Well, this book was written at the height of the Stalinist regime, and just after the Hitler regime, and there he foresaw a dictatorship using entirely the methods of terror, the methods of physical violence. Now, I think what is going to happen in the future is that dictators will find, as the old saying goes, that you can do everything with bayonets except sit on them!

But, if you want to preserve your power indefinitely, you have to get the consent of the ruled, and this they will do partly by drugs as I foresaw in “Brave New World,” partly by these new techniques of propaganda.

They will do it by bypassing the sort of rational side of man and appealing to his subconscious and his deeper emotions, and his physiology even, and so, making him actually love his slavery.

I mean, I think, this is the danger that actually people may be, in some ways, happy under the new regime, but that they will be happy in situations where they oughtn’t to be happy.

As the tyranny men crossed an ocean to run away from grows back with a vengeance, most Americans (especially conservatives) are able to delude themselves into thinking “It can’t happen here.” It is happening here, fools.

Indeed, the flag-wavers who love their freedom as long as it isn’t breaking the countless laws that have been passed to control them (what a contradiction!) actually love their slavery. Someone might ask these men what freedoms do they have that aren’t taxed, regulated, or straight up illegal?
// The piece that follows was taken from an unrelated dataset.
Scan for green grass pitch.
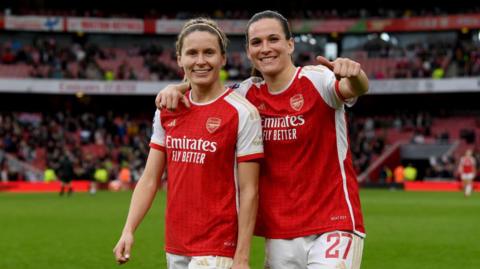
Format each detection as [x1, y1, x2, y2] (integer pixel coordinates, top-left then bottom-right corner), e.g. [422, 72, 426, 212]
[0, 187, 480, 269]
Which leaves us here, with yet more sage wisdom from the prophetic author.

That men do not learn very much from the lessons of history is the most important of all the lessons that history has to teach.

Huxley knew that men never collectively learn from history despite all their posturing. Only a small minority of men will ever be able to see what history has to teach, and know what might happen in the future by learning from the past. These men will always be vilified and mocked by the masses, until the truth they’re trying to elucidate becomes self-evident.

It’s as if the learned man can do nothing except watch himself being dragged into hell with the masses, as the world descends into tyranny once again.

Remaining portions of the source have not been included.